Astragaloside IV inhibits nasopharyngeal carcinoma progression by suppressing the SATB2/Wnt signaling axis.

Astragaloside IV (AS-IV), a major bioactive component of Astragalus membranaceus, exhibits anti-cancer and anti-inflammatory properties. However, its precise role in nasopharyngeal carcinoma (NPC) remains unclear. This study investigated the effects of AS-IV on NPC progression and its relationship with Special AT-rich binding protein-2 (SATB2), a diagnostic marker for NPC. AS-IV treatment reduced NPC cell viability in a dose-dependent manner, as assessed by CCK-8 assays.
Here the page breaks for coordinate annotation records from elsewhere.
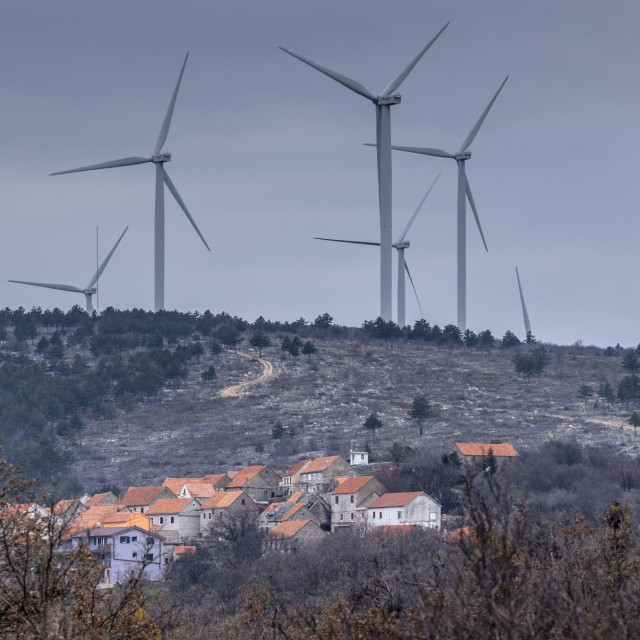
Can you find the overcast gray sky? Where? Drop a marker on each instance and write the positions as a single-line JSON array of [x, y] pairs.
[[267, 153]]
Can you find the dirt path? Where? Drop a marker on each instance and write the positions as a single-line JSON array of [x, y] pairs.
[[267, 372]]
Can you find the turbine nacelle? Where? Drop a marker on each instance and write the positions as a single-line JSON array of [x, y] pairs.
[[396, 98]]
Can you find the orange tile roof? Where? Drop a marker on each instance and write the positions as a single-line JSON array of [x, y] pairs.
[[351, 485], [214, 478], [221, 499], [244, 475], [168, 505], [200, 489], [286, 529], [181, 549], [320, 464], [176, 484], [296, 467], [292, 512], [395, 500], [97, 499], [503, 450], [139, 496]]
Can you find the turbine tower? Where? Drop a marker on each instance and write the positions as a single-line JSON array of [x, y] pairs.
[[90, 289], [383, 102], [400, 246], [525, 315], [464, 192], [159, 158]]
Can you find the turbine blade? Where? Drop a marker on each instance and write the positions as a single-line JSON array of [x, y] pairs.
[[476, 127], [338, 77], [425, 151], [475, 213], [415, 213], [164, 131], [525, 315], [121, 162], [101, 268], [373, 244], [406, 268], [395, 83], [183, 206], [46, 285]]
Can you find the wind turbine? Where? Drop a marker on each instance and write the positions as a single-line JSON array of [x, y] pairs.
[[464, 192], [383, 102], [90, 289], [400, 246], [158, 158], [525, 315]]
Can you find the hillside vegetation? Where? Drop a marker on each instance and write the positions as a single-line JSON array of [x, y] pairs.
[[132, 397]]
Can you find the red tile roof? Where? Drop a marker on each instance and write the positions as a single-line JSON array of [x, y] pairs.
[[168, 505], [296, 467], [395, 499], [286, 529], [351, 485], [244, 475], [139, 496], [221, 499], [320, 464], [503, 450]]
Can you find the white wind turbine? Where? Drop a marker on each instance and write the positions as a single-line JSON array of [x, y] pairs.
[[383, 102], [162, 178], [400, 245], [525, 315], [464, 192], [90, 289]]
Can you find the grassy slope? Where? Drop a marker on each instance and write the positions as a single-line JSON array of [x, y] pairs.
[[190, 430]]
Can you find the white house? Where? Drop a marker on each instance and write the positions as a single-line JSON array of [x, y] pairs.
[[411, 508]]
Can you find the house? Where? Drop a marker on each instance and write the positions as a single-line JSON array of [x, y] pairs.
[[350, 499], [478, 452], [317, 474], [290, 481], [101, 498], [124, 551], [176, 514], [260, 482], [288, 536], [127, 519], [409, 508], [225, 509], [141, 498]]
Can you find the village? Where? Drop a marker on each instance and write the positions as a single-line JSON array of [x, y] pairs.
[[147, 528]]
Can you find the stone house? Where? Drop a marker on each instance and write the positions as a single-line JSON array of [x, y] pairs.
[[260, 482], [290, 482], [316, 476], [225, 509], [472, 452], [141, 498], [124, 551], [176, 514], [409, 508], [350, 499], [288, 536]]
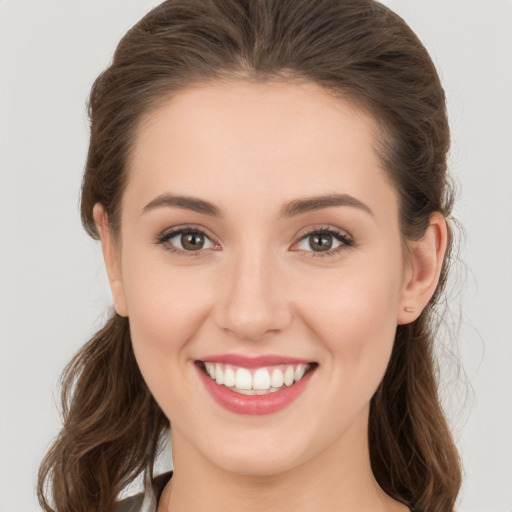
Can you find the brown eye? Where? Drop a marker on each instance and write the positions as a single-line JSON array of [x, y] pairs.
[[320, 242], [187, 241], [324, 241], [192, 241]]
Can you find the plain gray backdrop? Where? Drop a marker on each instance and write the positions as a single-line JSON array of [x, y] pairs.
[[53, 288]]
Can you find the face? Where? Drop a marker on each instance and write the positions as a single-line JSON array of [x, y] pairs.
[[260, 243]]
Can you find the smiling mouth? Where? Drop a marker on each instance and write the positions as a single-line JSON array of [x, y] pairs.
[[255, 381]]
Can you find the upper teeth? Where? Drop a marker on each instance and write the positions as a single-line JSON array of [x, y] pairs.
[[258, 380]]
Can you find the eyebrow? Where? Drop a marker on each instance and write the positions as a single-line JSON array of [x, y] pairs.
[[292, 209], [185, 202], [312, 204]]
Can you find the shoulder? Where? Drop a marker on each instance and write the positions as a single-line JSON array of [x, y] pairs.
[[134, 503]]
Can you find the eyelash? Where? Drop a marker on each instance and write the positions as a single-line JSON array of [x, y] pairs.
[[346, 241]]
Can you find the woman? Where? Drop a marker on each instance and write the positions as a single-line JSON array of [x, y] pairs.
[[268, 182]]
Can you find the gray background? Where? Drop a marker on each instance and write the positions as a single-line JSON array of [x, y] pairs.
[[53, 289]]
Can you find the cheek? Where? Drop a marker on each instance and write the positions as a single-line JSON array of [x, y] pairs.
[[355, 319], [166, 308]]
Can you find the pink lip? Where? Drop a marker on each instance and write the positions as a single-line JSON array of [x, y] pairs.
[[253, 404], [253, 362]]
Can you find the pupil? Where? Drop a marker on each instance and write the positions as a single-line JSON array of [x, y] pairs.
[[192, 241], [320, 242]]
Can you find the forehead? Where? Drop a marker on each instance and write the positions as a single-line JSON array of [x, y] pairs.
[[274, 140]]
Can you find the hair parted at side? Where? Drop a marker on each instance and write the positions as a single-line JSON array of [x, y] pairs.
[[357, 49]]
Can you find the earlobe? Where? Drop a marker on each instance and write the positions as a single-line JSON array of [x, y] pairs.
[[111, 258], [426, 257]]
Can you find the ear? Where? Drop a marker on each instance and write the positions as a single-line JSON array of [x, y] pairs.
[[423, 269], [111, 255]]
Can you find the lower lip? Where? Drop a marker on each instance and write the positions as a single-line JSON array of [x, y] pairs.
[[254, 404]]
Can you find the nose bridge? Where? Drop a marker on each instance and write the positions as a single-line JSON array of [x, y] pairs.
[[254, 300]]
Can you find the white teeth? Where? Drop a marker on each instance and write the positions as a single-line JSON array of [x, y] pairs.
[[255, 382], [210, 369], [261, 379], [243, 379], [289, 376], [219, 374], [229, 378], [277, 379], [299, 372]]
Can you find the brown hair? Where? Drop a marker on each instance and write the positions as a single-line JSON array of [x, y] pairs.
[[357, 49]]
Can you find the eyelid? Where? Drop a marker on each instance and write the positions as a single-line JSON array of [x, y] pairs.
[[165, 236], [346, 240]]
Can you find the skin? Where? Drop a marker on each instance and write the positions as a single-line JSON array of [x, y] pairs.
[[259, 288]]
Functional experiments, including transwell, immunofluorescence, and flow cytometry assays, demonstrated that AS-IV inhibited cell migration, invasion, and autophagy while promoting apoptosis. Western blot analysis showed that SATB2 expression was significantly elevated in NPC cells, particularly in C666-1 and HK-1 cells. Overexpression of SATB2 partially reversed AS-IV's inhibitory effects on NPC progression. Further analysis revealed that AS-IV suppressed the Wnt signaling pathway by downregulating SATB2 expression, while SATB2 overexpression restored Wnt pathway activation. This effect was reversed upon treatment with the Wnt pathway inhibitor DKK-1. In vivo, AS-IV administration inhibited tumor growth in a nude mouse subcutaneous xenograft model, reduced Ki-67 positivity, and lowered LC3B expression, indicating decreased proliferation and autophagy. However, these effects were diminished upon SATB2 overexpression. These findings suggest that AS-IV exerts anti-tumor effects in NPC by downregulating SATB2 and suppressing Wnt pathway activation, highlighting its potential as a therapeutic agent for NPC. HIGHLIGHTS: Astragaloside IV (AS-IV) reduces nasopharyngeal carcinoma (NPC) cell vitality, suppresses cell migration, invasion and autophagy, and fosters apoptosis.SATB2 exhibits notably high levels in NPC cells.Overexpression of SATB2 counteracts the inhibition of NPC malignant progression by AS-IV.AS-IV impedes NPC progression by decreasing SATB2 and thereby hindering the Wnt pathway.AS-IV deters NPC tumor growth in nude mice.